À mon humble avis, cela s’explique en grande partie par le fait qu’on n’apprécie pas la colère. Ici, dans ce pays (qui n’en est toujours pas un – il arrive quoi avec le rapatriement de la Constitution, au fait ?), bref, au Québec, c’est bien connu, on aime le consensus, la bonne entente, voire le silence oppressant, pour être bien sûr et certain de ne pas déranger personne. « Pas de chicane dans ma cabane… », on connaît l’expression.

Moi aussi, j’apprécie la bonne entente – quoiqu’en disent certains –, mais par moments, il faut également savoir se mettre en colère, se lever, s’indigner, s’insurger, mettre son pied à terre, et revendiquer, protester, contester, somme toute, exiger de notre bon gouvernement qu’il s’active au plus sacrant.

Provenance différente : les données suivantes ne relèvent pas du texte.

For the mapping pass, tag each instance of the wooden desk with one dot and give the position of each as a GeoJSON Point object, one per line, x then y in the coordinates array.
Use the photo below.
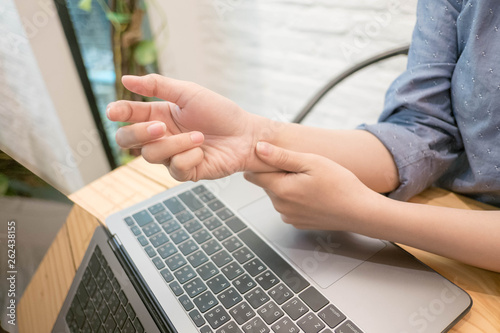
{"type": "Point", "coordinates": [138, 180]}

Car la colère contenue, réprimée, est non seulement nocive pour la santé, mais, pis encore, une fois intériorisée, elle se retourne alors contre soi et cause la dépression. Ce n’est pas moi qui le dis, c’est écrit dans nombreux livres de psychologie. Des hommes, des experts en la matière, l’ont affirmé maintes fois depuis les années 70 et 80 – Jack Birnbaum, notamment, dans Cry Anger (1973) –, alors donc, c’est vrai. Des femmes brillantes aussi avaient souligné ce phénomène, mais, dans leur cas à elles, ça restait à être prouvé hors de tout doute raisonnable…

De là découle l’hypothèse suivante : en raison de cette colère réprimée, intériorisée, mon peuple est en dépression majeure depuis plusieurs années. Et je me demande sincèrement, depuis quelque temps déjà, c’est quoi l’antidépresseur, précisément, le traitement efficace pour extirper une nation entière de son état de torpeur, d’abattement, de morosité, d’engourdissement majeur ?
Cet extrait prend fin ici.